Some say that the lone five-hundred-pounder must have gotten hung up in the Japanese plane’s bomb bay on release. With its carefully calculated trajectory interrupted, it wandered from the path of its explosive peers, arcing down outside the field of view from the pilothouse, where Rooks, head tilted skyward, binoculars in hands, was watching the flight of ordnance and conning his ship to avoid it. Unseen until it was far too late, the wayward bomb found the ship. It punched through the searchlight platform mounted midway up the
Houston
’s sixty-foot-high mainmast, rattled down through its great steel tripod, and struck just forward of the aft eight-inch gun mount, whose triple barrels were trained to port, locked and loaded to fend off low-flying planes.

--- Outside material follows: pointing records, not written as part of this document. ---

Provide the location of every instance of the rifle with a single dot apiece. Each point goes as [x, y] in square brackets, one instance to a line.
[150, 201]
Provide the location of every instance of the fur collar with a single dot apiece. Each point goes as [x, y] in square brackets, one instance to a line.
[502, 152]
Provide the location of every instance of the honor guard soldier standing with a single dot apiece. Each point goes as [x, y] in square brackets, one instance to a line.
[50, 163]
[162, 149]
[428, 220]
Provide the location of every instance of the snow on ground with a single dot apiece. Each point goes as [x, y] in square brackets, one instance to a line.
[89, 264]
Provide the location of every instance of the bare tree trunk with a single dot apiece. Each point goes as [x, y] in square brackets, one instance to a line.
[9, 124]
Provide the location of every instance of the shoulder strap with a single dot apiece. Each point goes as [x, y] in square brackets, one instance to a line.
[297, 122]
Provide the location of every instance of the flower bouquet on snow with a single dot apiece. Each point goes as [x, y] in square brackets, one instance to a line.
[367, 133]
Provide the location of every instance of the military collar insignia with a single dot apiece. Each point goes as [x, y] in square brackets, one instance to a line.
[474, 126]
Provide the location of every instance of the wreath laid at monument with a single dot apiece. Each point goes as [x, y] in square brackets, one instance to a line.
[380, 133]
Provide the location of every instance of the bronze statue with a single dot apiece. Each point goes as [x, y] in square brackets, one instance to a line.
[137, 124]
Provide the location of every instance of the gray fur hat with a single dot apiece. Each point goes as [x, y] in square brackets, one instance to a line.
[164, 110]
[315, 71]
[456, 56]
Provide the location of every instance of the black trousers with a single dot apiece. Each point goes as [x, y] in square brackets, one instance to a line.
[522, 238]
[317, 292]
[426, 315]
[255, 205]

The bomb’s blast reverberated all along the
Houston
’s length, and up and down its seven levels of decks. The sickened crew felt the cruiser lift, rock, and reel. When fires ignited the silk-encased powder bags stored in the number-three hoist, a vicious flash fire engulfed the gun chamber and reached down into the powder circle. Yellow-white smoke washed over the fantail.
Intense heat inside the heavily perforated gun house, or perhaps a firing circuit shorted out in the deluge from the fire hoses, caused the center eight-inch rifle to discharge. The untimely blast startled the crew, and they collided with one another diving for cover. The powder-fed storm of flames took nearly four dozen of Captain Rooks’s best men. They never stood a chance, not the doomed crew inside Turret Three, nor the men in the powder circle and handling room below them, nor the after repair party, cut down nearly to a man at their general quarters station, right under the hole in the main deck. In nearby crew’s quarters, men were found blown straight through the springs of their bunks. Scraps of clothing stuck in the springs were all that remained of them, identification made possible only by the stenciling on their shirts. They could not have known what hit them. But far worse was in store for everyone aft should the flames reach the eight-inch powder bags piled in the magazine.
Fearing a catastrophic explosion, Cdr. Arthur L. Maher, the
Houston
’s gunnery officer, rallied the firefighting crews and sent two
petty officers into the scorched ruin of the gun mount searching for survivors. One of them, aviation machinist’s mate second class John W. Ranger, played a hose on the other, Charles Fowler, to keep him cool. Then Ranger joined Fowler inside, armed with a carbon dioxide canister to fight the flames, the heat from which was already bubbling grease smeared on the eight-inch projectiles kept in ready storage.
By the light of a battle lantern in the turret’s lower chambers, gunner’s mate second class Czeslaus Kunke and seaman second class Jack D. Smith dogged down the metal flaps that separated the magazine from the burning handling room and flooded the magazine and powder hoist. “I told John [Ranger] if we had not stopped the fire before it arrived at the magazine he would have been the first Navy astronaut,” Smith wrote. Their quick thinking and a measure of good fortune saved the ship from a final calamity.